Guzmán

Personal information
- Full name: Guzmán Casaseca Lozano
- Date of birth: 26 December 1984 (age 41)
- Place of birth: Badajoz, Spain
- Height: 1.79 m (5 ft 10+1⁄2 in)
- Position: Attacking midfielder

Youth career
- Badajoz

Senior career*
- Years: Team / Apps / (Gls)
- 2002–2003: Badajoz B
- 2003–2005: Badajoz / 46 / (7)
- 2005–2007: Mallorca B / 14 / (2)
- 2006: → Xerez (loan) / 12 / (0)
- 2006–2007: → Córdoba (loan) / 35 / (6)
- 2007–2009: Córdoba / 42 / (1)
- 2009–2010: Castellón / 27 / (3)
- 2010–2012: Ceuta / 67 / (23)
- 2012–2014: Alavés / 66 / (13)
- 2014–2015: Las Palmas / 29 / (3)
- 2015–2017: Valladolid / 28 / (3)
- 2017–2021: Badajoz / 98 / (14)
- Total:  / 464 / (75)

= Guzmán Casaseca =

Spanish footballer (born 1984)

Guzmán Casaseca Lozano (born 26 December 1984), known simply as Guzmán, is a Spanish former professional footballer who played as an attacking midfielder.

==Club career==
Born in Badajoz, Extremadura, Guzmán graduated from CD Badajoz's youth setup, and made his debut as a senior with the B team in 2002. He first appeared with the main squad on 15 December that year, coming on as a late substitute in a 1–1 home draw against SD Eibar in the Segunda División.

In January 2005, Guzmán moved to RCD Mallorca B of Segunda División B. After one season at Xerez CD in the second division, he was loaned to Córdoba CF on 7 July 2006, contributing seven goals to the latter club's promotion from division three – including one in the playoff final against SD Huesca – and signing a permanent contract shortly after.

Guzmán scored his first professional goal on 13 June 2009, his team's in a 3–1 away loss to Real Zaragoza.
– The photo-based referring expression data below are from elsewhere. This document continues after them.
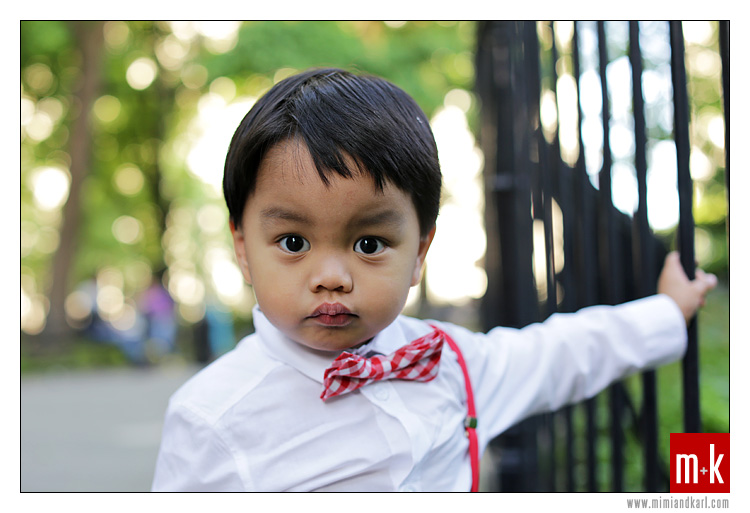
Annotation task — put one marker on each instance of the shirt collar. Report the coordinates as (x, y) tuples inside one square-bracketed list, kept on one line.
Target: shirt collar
[(312, 362)]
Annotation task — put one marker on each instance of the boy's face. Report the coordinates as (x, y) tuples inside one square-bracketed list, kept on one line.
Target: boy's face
[(331, 266)]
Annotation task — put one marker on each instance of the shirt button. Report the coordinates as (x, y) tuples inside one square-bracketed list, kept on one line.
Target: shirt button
[(381, 393)]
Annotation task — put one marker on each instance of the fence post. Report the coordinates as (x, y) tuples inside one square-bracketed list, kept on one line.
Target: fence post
[(685, 231)]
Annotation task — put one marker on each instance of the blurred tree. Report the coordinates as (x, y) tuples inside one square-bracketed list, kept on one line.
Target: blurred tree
[(116, 109), (88, 43)]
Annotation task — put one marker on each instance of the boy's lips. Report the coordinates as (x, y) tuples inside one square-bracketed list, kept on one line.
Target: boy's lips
[(332, 314)]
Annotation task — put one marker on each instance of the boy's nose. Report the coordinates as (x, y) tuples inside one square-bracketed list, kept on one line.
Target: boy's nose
[(331, 274)]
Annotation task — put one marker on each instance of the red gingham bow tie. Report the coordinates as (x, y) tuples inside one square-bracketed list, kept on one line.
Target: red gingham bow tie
[(417, 361)]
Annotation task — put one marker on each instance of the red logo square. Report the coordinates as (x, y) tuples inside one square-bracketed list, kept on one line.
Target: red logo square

On 1 July, he joined CD Castellón also in the second tier on a two-year deal.

Guzmán signed with third-division AD Ceuta in 2010. After scoring 15 goals in 2011–12, he transferred to Deportivo Alavés in the same league. On 5 July 2014, he agreed to a two-year deal at UD Las Palmas.

On 16 July 2015, after achieving promotion to La Liga, Guzmán terminated his contract with the Canarian side. He joined Real Valladolid the next day.

Guzmán retired in July 2021 aged 36, being appointed assistant director of football of Badajoz. Across two spells at the Estadio Nuevo Vivero, he made 159 appearances and scored 22 goals.